A decisão, comunicada de forma privada pela agência de Alfândega e Proteção de Fronteiras dos EUA (CBP, na sigla em inglês) em 31 de julho e tornada pública na sexta, indicava que barras de ouro poderiam ser alvo de tarifas de importação. 

A notícia fez os contratos futuros do metal em Nova York dispararem para um recorde histórico, enquanto operadores alertavam para possíveis efeitos graves no mercado. Pouco depois, os preços recuaram quando o governo Donald Trump sinalizou que a cobrança não se aplicaria às barras.

Foi mais um capítulo da guerra comercial do presidente americano, que vem provocando fortes oscilações nos mercados — de ações a matérias-primas e produtos industrializados.

Normalmente, o ouro em barras é tratado mais como um ativo financeiro do que como uma mercadoria física, e a imposição de tarifas teria consequências tão amplas que muitos operadores acreditaram que a decisão só poderia ter sido um engano.

“Eles olharam apenas para o formato físico e não consideraram que esse ‘produto’ era, na verdade, ouro”, disse Robert Gottlieb, ex-trader de metais preciosos e ex-diretor do JPMorgan Chase & Co.

Maiores importadores de ouro do mundo
Maiores importadores de ouro do mundo (Bloomberg)

Um sistema complexo — e por vezes frágil — de produção e transporte de barras sustenta o comércio global do metal, incluindo as bolsas de futuros de Nova York e Xangai e um grande mercado de balcão em Londres.

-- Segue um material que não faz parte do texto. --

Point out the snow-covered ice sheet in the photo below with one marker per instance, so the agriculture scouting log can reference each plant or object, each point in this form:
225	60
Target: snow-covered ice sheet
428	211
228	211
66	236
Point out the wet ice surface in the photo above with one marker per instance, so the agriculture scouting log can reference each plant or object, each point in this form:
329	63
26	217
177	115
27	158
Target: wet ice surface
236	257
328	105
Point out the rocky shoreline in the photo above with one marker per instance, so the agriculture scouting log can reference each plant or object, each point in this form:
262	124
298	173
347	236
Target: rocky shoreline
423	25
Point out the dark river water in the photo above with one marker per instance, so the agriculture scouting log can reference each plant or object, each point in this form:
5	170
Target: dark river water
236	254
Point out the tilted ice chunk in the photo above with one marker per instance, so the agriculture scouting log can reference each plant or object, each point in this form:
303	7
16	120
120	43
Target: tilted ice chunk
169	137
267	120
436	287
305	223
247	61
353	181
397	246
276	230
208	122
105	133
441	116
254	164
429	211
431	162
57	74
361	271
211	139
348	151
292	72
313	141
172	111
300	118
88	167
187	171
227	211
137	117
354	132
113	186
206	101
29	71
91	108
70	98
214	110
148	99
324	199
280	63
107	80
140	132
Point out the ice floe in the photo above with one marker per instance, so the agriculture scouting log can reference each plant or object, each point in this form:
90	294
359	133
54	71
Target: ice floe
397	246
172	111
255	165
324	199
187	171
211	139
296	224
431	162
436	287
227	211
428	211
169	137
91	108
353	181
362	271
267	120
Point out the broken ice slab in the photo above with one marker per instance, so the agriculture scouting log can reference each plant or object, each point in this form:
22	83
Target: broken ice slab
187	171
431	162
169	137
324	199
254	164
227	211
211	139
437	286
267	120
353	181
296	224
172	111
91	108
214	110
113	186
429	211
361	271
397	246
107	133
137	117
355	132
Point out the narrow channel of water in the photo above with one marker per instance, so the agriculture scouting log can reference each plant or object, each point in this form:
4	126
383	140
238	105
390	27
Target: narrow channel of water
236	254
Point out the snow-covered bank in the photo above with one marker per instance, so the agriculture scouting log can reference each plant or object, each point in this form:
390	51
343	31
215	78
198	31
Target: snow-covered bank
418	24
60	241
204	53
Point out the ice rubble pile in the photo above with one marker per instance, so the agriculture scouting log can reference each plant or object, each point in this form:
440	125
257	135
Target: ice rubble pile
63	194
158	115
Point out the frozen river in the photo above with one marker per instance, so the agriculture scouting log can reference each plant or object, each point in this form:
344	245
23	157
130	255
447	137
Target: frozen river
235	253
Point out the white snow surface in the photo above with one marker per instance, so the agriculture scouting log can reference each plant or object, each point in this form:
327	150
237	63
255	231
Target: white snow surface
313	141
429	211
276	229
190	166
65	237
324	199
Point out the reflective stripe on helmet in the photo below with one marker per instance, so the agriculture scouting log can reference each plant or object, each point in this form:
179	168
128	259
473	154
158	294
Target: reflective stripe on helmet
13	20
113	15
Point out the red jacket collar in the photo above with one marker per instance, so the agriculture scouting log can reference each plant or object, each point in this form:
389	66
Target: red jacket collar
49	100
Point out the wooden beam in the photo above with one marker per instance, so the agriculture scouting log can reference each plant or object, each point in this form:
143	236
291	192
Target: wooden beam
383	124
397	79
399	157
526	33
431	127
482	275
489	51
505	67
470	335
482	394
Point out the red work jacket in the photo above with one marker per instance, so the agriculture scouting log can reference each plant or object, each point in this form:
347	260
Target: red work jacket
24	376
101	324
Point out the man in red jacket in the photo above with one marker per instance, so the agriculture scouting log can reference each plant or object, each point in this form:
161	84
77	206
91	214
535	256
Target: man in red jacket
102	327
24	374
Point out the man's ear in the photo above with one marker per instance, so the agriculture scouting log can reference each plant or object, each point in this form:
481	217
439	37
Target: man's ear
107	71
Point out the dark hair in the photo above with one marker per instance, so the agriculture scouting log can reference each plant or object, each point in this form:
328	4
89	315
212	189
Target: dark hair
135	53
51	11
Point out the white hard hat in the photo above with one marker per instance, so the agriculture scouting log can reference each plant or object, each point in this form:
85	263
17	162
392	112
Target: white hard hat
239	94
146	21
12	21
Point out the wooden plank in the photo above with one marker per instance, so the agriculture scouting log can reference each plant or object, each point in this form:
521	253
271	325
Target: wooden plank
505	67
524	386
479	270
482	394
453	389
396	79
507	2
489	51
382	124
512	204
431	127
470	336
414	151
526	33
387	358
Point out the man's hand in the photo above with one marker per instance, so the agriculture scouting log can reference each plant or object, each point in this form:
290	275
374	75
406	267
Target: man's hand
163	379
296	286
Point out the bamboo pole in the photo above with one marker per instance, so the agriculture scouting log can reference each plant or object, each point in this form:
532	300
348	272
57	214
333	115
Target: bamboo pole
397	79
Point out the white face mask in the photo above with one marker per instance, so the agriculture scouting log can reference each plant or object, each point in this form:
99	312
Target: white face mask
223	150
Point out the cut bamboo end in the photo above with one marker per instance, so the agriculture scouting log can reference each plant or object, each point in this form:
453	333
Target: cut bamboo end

Centros consumidores como Mumbai, Dubai e Hong Kong também dependem dessa engrenagem.

Somente em Nova York e Londres, há mais de US$ 1,1 trilhão em ouro armazenado para respaldar operações, boa parte guardada por gigantes como JPMorgan e HSBC.

As refinarias suíças são peças-chave na ponte comercial entre Londres e Nova York. Na sexta, a associação que as representa disse que a tarifa tornaria inviáveis futuras remessas aos EUA. Refinarias asiáticas suspenderam temporariamente vendas para o mercado americano. Em Nova York, especialistas alertaram que a medida poderia ameaçar o próprio mercado de futuros da Comex.

“A descrença não é só pelo fato de que bilhões de dólares foram ganhos e perdidos da noite para o dia”, disse Ross Norman, veterano de quatro décadas no setor e fundador do site Metals Daily. “O problema é que não estamos em uma boa posição quando algo desorganiza o mercado. Quando a coisa explode, muita gente sai ferida.”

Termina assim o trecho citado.